Pipe Crawling Activity Measurement System
A significant challenge in achieving “cold and dark” status for D&D of gaseous diffusion facilities is ensuring the amount of 235U in holdup deposits in pipes is below the criticality incredible (CI) level. Piping exceeding the criterion incurs costly removal, handling, and cleaning before disposal. Piping below the criterion is economically demolished in place. The current non-destructive assay (NDA) methodology observes radiation from piping exteriors to estimate 235U per foot. The methodology necessitates substantial time, cost, and safety risk, both in NDA and in requiring more remove-and-handle operations.
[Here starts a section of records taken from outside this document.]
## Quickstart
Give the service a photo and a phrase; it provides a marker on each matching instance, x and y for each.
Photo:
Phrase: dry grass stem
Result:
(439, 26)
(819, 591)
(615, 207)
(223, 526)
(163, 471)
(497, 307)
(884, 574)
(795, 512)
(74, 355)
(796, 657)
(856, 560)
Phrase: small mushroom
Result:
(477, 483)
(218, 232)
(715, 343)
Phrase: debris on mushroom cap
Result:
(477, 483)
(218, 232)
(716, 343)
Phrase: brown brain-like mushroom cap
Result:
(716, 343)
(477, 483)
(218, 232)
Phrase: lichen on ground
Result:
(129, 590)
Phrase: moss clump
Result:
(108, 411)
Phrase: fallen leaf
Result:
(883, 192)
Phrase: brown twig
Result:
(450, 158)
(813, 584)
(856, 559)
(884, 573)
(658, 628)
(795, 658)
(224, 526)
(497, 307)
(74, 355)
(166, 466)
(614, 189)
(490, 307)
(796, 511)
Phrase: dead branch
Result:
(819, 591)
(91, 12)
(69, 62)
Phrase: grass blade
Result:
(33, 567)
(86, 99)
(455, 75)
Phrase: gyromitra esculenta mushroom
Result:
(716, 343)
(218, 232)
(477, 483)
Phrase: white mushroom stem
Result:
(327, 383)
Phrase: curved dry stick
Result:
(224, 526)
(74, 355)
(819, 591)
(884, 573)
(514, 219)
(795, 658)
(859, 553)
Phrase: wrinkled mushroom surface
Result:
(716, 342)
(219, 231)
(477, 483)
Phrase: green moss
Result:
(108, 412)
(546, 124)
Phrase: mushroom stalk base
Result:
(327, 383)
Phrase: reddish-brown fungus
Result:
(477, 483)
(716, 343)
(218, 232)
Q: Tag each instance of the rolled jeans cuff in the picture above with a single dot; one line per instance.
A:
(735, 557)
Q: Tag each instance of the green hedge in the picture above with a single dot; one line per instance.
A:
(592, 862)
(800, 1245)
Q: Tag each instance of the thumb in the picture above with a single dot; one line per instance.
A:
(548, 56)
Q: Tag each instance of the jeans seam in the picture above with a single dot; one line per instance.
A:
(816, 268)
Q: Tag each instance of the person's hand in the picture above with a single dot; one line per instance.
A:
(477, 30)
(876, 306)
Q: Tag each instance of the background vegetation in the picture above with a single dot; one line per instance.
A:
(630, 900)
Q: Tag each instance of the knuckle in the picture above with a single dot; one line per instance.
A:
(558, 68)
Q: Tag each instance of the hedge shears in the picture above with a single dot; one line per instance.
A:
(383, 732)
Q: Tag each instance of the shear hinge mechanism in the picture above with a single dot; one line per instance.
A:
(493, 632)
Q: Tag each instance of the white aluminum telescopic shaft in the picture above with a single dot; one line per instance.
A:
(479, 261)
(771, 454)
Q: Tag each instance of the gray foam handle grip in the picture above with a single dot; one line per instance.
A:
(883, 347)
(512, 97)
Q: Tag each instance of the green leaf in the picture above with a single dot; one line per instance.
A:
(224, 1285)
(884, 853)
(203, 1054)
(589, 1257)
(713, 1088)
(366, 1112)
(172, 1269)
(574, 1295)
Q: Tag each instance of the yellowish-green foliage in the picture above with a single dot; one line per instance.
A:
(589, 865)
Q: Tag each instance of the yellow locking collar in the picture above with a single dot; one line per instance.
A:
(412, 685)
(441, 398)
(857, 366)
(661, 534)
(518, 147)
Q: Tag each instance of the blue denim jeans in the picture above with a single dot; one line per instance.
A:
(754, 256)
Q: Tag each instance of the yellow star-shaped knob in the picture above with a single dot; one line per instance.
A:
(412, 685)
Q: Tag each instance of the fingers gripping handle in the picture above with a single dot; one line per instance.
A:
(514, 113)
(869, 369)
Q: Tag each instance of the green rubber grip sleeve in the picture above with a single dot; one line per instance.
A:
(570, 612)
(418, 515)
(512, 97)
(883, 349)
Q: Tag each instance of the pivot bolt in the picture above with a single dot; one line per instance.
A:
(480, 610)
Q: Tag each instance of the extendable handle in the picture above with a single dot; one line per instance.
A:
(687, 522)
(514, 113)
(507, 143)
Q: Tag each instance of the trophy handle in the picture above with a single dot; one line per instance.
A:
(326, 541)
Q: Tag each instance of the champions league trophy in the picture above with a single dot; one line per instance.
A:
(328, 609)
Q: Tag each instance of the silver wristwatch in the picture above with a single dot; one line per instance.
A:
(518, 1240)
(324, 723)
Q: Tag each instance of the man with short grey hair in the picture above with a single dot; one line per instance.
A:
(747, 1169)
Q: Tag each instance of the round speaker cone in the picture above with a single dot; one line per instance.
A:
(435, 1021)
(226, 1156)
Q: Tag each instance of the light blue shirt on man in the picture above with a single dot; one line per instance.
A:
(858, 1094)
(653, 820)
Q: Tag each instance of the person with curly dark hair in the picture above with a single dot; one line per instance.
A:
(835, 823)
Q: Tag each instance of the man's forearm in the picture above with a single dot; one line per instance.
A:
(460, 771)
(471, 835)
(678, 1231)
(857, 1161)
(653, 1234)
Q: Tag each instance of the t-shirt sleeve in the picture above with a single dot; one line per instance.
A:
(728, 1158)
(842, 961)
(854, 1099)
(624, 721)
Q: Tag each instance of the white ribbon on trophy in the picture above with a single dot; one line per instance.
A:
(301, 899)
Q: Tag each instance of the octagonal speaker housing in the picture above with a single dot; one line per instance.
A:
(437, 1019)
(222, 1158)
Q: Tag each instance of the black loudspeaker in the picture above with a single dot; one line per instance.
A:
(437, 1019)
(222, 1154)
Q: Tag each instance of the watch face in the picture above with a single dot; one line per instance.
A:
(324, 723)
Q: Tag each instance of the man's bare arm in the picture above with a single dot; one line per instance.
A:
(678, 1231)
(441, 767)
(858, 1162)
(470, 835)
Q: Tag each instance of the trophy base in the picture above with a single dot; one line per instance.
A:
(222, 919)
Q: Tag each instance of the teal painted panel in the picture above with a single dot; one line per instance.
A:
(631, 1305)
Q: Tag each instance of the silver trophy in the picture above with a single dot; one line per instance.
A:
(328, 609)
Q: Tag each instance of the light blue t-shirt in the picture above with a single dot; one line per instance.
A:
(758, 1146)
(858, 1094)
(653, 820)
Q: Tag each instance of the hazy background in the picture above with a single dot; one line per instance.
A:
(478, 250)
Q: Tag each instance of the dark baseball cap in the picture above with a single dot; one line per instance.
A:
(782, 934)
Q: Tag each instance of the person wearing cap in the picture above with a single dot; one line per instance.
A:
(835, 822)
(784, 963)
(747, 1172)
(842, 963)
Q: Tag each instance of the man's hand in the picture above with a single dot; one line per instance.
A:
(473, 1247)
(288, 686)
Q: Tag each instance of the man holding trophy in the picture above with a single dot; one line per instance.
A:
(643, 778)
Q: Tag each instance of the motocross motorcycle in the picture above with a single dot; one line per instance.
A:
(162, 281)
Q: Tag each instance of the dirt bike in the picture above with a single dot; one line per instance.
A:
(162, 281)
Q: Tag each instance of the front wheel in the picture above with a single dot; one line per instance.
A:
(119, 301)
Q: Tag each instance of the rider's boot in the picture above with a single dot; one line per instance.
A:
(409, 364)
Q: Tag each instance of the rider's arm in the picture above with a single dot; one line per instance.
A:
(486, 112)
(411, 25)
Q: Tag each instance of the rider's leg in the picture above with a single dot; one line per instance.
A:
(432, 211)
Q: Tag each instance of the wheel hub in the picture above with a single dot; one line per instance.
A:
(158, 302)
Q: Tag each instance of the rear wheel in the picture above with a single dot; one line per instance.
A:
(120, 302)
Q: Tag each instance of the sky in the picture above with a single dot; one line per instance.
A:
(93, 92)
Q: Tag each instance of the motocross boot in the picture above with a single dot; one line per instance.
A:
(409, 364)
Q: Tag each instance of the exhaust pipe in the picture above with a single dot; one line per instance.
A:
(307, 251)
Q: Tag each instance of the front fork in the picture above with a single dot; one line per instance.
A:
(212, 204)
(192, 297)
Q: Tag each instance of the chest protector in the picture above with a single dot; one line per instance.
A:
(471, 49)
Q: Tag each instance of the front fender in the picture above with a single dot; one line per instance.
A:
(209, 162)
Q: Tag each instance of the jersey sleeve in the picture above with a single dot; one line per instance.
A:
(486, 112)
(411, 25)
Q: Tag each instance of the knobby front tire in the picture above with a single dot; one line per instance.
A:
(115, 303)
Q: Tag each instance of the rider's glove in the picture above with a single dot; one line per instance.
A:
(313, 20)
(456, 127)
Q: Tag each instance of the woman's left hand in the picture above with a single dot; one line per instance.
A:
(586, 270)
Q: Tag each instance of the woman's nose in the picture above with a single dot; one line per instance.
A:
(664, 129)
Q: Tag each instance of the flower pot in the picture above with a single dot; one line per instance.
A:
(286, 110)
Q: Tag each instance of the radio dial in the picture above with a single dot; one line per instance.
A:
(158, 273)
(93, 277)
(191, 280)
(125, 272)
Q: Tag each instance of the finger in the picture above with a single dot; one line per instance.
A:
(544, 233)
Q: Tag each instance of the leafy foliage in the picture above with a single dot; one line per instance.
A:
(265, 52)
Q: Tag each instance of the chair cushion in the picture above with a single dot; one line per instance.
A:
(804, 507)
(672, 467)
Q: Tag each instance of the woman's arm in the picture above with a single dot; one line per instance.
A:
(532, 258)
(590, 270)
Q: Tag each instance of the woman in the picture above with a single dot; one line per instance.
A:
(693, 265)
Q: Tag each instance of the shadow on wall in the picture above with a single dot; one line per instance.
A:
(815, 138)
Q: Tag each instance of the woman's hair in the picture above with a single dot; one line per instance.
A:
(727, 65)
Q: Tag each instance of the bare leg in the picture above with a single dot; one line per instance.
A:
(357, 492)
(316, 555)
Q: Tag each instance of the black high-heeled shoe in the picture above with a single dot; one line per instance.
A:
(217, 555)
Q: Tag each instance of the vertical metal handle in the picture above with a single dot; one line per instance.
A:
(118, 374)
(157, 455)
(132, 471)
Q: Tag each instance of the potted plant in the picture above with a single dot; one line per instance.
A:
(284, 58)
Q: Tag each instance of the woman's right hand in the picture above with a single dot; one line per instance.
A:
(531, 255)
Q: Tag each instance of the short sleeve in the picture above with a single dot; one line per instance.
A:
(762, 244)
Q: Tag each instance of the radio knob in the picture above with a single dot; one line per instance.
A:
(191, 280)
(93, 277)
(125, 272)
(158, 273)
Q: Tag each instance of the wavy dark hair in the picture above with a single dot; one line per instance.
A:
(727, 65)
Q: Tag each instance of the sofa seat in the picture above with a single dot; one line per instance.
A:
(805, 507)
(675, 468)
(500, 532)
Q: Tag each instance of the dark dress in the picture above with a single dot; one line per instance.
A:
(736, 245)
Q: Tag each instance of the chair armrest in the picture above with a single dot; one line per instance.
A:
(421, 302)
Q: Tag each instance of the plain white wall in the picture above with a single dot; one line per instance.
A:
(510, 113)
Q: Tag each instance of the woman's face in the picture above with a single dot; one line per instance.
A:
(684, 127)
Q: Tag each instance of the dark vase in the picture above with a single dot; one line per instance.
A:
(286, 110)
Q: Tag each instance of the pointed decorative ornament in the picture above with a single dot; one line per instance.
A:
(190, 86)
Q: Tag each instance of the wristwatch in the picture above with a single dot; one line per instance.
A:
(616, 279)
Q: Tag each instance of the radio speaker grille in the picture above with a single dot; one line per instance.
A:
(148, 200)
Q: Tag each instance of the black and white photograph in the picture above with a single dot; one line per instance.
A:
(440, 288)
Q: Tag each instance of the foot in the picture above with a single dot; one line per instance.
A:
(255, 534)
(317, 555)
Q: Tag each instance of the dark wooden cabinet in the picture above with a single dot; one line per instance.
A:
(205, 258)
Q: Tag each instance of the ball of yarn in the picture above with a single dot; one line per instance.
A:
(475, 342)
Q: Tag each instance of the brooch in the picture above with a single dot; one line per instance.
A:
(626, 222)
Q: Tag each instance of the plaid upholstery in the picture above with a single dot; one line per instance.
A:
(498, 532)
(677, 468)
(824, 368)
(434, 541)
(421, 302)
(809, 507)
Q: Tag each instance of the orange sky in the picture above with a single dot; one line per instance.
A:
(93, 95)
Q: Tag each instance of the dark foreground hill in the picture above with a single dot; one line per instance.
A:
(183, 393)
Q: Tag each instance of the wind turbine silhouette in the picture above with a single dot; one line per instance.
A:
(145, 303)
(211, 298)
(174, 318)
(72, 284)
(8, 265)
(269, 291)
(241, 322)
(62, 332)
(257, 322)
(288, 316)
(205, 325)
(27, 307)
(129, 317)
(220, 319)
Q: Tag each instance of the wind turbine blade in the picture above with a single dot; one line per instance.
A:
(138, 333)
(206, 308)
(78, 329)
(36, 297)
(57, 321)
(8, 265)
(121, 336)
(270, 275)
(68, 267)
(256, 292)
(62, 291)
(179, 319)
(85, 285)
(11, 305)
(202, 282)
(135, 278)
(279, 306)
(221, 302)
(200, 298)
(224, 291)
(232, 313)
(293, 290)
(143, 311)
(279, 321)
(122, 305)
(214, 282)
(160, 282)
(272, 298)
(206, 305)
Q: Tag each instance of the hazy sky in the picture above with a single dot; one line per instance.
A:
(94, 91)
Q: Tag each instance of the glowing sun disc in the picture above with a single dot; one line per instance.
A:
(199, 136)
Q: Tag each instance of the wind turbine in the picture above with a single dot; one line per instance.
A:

The Pipe Crawling Activity Measurement System (PCAMS) substitutes this with internal observation, achieving speed, accuracy, and economy unachievable by prior or competing approaches. It also performs auto-analysis and auto reporting. The disc-collimated detection method used by the PCAMS measures gamma activity on lengthwise increments of pipe wall, and then derives the quantity of 235U per foot of pipe. Complete data-logging, analysis, visualization, and archiving are inherent in the method.
PipeDream
From June to October 2017, the program developed PipeDream, which creates a geometric map of the steel piping, as well as a geometric map of the surface of the holdup deposits. The difference is the amount of 235U holdup. It also maps 235U using UV LEDs, and takes pictures of the inside of the pipe. This robot was deployed in the DOE Portsmouth Gaseous Diffusion Plant, in defunct gaseous diffusion pipes containing holdup deposit.
I was brought in to develop and assemble some of the PCBs on board the prototype, to design and implement wiring in the front and rear modules, and to implement wiring of the motor modules.
Disc-Collimated Robot
In August 2018, the program began to develop in parallel another robot named the DisCoBot (Disc-Collimated Robot). This robot moves a qualified radiation detector collimated by two lead discs down the axis of a pipe, measuring the radiation from the 235U. It also maps 235U using UV LEDs, and makes a similar, but less accurate geometric map of the holdup deposits. The DisCoBot robot traversed 30-inch diameter piping at the unprecedented speed of ten feet per minute and accurately determined quantities and locations of 235U in two defunct gaseous diffusion pipes.
I was responsible for the PCBs on board this robot, as well as the design and implementation of most of the signal wiring.
RadPiper
The DisCoBot proved such a success that a line of robots based on its design was immediately requested. The two production prototypes named RadPiper1 and RadPiper 2 began development in October 2017 and are scheduled for delivery in 2018. These production prototypes include the ability to assay both 30-inch and 42-inch pipes, a long-range point rangefinder, another 3D mapper, and wireless communications as upgrades.
I am responsible for the final design of the electronics, all the wiring on both robots, and the assembly of the electronics box and front sensor array.
MicroPiper
I spearheaded the design and proposal of a smaller version of the RadPiper, for 10-12 inch pipes.